Review of Grace
By Craig Wright
Directed by John Craven
For tickets / schedule :
Main Stage West, Sebastopol
Tickets: $30, $25 Senior 65+, $15 Students
RUN: September 8-24, 2017
RATING: 4 of 5 stars
(September 14, 2017)
Personal beliefs formed through experience powerfully motivate decisions, whether feeling a sense of wonder in the universe or bitterness from the darkness it contains. Grace is a collection of four characters examining life through different lenses. Steve is an overbearing “born again” Christian, urging his faith on others whether they want to hear about it or not. His wife Sara has a quiet, deeper spirituality based on her loving, compassionate view of the world. Karl’s heinous experiences in Nazi Germany caused him to reject the idea of a deity entirely. Sam’s self-loathing and survivor’s guilt leave him vulnerable and searching for meaning.
This dark comedy follows a couple who recently moved to Florida, planning to renovate hotels, and their shut-in neighbor who is a scientist at NASA. What begins as an innocent attempt to help him feel included blossoms into friendship with the equally lonely stay at home wife.
While there is a definite story, playwright Craig Wright plays with abstract use of time, rearranging sequences, pausing scenes at crucial moments, and replaying encounters in slow motion to reiterate a point. Doug Faxon’s sound design situates the audience, moving through the complexity of this presentation style; John Craven’s direction keeps the sudden shifts clear and easy to follow. Missy Weaver’s creative lighting design shifts focus, illuminating specific areas of the stage, as needed. The result is a fascinating surreal journey with spikes in tension and a dramatic climax.
Blustering husband Steve (John Browning) constantly asks if others attended church growing up, and becomes irate at their lack of interest. I have met plenty of similarly enthusiastic Christians, wishing they could let it rest long enough to have a regular conversation. His smugly content facial expressions slowly grate at Sara (Ilana Niernberger) who is tired of his discordant insistence on ignoring the emotional landscape of a room to push his beliefs. He blusters at Sam, while his wife huddles on the couch, head in her hands, wishing it would end.

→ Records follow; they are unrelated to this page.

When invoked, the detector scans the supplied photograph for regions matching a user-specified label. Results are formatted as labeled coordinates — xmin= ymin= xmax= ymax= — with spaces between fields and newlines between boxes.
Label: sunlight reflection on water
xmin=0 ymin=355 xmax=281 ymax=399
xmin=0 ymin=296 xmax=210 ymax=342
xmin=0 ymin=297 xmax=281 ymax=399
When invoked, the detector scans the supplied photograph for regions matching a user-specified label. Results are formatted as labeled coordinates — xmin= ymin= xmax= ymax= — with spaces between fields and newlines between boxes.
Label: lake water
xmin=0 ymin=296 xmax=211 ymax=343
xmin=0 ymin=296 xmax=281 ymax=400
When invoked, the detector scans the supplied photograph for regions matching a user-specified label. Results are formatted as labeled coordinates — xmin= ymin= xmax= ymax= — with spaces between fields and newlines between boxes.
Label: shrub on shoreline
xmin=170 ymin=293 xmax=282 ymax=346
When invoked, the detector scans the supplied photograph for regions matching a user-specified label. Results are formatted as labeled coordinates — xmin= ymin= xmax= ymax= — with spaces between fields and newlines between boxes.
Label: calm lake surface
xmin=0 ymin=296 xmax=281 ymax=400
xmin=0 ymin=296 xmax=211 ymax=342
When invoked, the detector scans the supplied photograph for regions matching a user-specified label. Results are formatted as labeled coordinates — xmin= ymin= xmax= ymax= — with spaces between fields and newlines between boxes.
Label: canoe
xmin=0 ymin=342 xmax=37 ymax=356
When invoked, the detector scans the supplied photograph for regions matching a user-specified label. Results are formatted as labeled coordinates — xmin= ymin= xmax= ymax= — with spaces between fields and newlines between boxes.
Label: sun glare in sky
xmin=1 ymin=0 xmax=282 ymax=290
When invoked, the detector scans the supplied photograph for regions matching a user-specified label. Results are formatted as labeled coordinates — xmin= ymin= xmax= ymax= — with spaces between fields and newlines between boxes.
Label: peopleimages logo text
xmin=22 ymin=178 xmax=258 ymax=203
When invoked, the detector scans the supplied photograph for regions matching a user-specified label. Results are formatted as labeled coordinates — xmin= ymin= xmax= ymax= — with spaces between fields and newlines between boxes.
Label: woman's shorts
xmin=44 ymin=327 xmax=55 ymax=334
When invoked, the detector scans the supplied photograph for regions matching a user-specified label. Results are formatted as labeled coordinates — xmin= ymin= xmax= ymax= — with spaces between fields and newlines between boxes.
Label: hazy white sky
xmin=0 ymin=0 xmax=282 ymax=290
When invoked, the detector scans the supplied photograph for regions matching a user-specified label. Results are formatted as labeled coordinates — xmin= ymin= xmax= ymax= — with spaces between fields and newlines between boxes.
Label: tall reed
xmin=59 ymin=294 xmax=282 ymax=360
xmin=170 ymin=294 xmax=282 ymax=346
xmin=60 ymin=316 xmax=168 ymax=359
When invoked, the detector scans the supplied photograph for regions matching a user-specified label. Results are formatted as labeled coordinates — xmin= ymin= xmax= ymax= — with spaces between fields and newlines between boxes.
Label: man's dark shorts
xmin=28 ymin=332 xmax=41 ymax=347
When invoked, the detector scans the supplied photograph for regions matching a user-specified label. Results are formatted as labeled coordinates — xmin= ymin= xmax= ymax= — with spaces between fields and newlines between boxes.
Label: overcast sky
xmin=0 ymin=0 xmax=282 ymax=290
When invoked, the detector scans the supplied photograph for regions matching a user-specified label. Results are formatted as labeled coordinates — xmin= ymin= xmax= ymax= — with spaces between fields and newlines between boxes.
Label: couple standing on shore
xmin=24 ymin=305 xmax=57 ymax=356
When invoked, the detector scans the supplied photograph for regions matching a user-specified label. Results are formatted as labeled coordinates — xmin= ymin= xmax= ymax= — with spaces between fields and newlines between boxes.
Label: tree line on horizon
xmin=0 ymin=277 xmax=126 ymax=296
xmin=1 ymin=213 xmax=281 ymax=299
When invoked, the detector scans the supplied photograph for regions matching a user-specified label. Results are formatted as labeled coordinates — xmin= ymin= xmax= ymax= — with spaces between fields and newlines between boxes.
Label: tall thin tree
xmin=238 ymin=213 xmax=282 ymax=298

The two apartments overlap locations simultaneously, offering unique visual dynamics. A view of palm trees silhouetted by the sunset shimmers in the background, printed by Robert Brendt. Sam (Sam Coughlin) slides effortlessly between comedic exchanges with uncooperative technical support for his camera software and opening up to Sara about the tragedy of his past with anguished sensitivity. In a brief, dynamic role, Craven as Karl is an exterminator who arrives at the apartments, willing to argue down Steve’s self-righteous rhetoric.

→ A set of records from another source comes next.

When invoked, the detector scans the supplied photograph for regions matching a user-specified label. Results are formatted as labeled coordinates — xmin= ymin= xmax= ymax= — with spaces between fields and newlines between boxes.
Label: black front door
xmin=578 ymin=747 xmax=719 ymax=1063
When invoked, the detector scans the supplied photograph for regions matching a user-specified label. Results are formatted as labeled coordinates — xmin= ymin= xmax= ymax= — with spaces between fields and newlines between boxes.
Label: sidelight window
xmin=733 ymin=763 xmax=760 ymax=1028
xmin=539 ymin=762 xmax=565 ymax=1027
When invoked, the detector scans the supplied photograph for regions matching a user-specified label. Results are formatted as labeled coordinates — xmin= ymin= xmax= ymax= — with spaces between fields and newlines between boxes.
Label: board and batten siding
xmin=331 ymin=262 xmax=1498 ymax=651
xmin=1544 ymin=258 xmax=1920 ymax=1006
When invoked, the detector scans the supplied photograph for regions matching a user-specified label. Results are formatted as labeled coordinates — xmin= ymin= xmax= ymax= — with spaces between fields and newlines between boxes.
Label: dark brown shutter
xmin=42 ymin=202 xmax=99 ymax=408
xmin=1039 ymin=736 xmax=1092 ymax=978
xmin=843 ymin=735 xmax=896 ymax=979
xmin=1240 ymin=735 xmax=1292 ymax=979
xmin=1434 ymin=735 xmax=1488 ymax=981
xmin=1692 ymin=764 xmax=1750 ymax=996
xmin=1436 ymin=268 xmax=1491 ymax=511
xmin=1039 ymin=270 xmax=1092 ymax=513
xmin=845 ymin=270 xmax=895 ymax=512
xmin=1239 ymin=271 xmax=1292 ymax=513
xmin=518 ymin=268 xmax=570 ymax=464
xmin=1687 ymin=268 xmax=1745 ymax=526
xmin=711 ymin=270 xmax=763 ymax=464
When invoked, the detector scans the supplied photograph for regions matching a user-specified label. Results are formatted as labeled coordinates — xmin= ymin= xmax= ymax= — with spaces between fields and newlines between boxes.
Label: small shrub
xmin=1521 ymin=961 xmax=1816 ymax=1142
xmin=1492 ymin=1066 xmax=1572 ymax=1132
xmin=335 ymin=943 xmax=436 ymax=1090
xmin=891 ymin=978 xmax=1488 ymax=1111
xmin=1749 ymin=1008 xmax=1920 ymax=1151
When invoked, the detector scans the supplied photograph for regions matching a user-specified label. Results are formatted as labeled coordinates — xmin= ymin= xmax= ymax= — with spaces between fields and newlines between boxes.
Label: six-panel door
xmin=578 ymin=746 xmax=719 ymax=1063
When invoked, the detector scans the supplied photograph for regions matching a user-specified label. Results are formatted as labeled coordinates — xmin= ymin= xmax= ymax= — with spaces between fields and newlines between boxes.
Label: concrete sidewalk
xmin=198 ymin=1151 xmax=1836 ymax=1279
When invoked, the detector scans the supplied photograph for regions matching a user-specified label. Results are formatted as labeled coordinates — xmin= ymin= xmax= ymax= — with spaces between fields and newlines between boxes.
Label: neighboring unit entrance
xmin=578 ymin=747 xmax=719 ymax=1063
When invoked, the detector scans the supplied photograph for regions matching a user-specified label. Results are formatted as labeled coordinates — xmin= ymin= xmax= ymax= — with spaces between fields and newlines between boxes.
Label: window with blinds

Despite the title Grace, this is not a lighthearted Christian play. Wright brings the sharpened intellect of his Master of Divinity degree to bear on a broken faith community, shining a light into the crevices of petty arrogance and willful ignorance. Sara’s acute embarrassment at the typical behavior of a modern Christian is a reminder that whatever a person’s belief, it is more important to be present and aware of others, willing to set aside pride for their hopes and dreams. Main Stage West’s Grace is a disturbing and desperately needed commentary on using faith to excuse a litany of behaviors toward fellow human beings, gathering a riveting cast of local talent.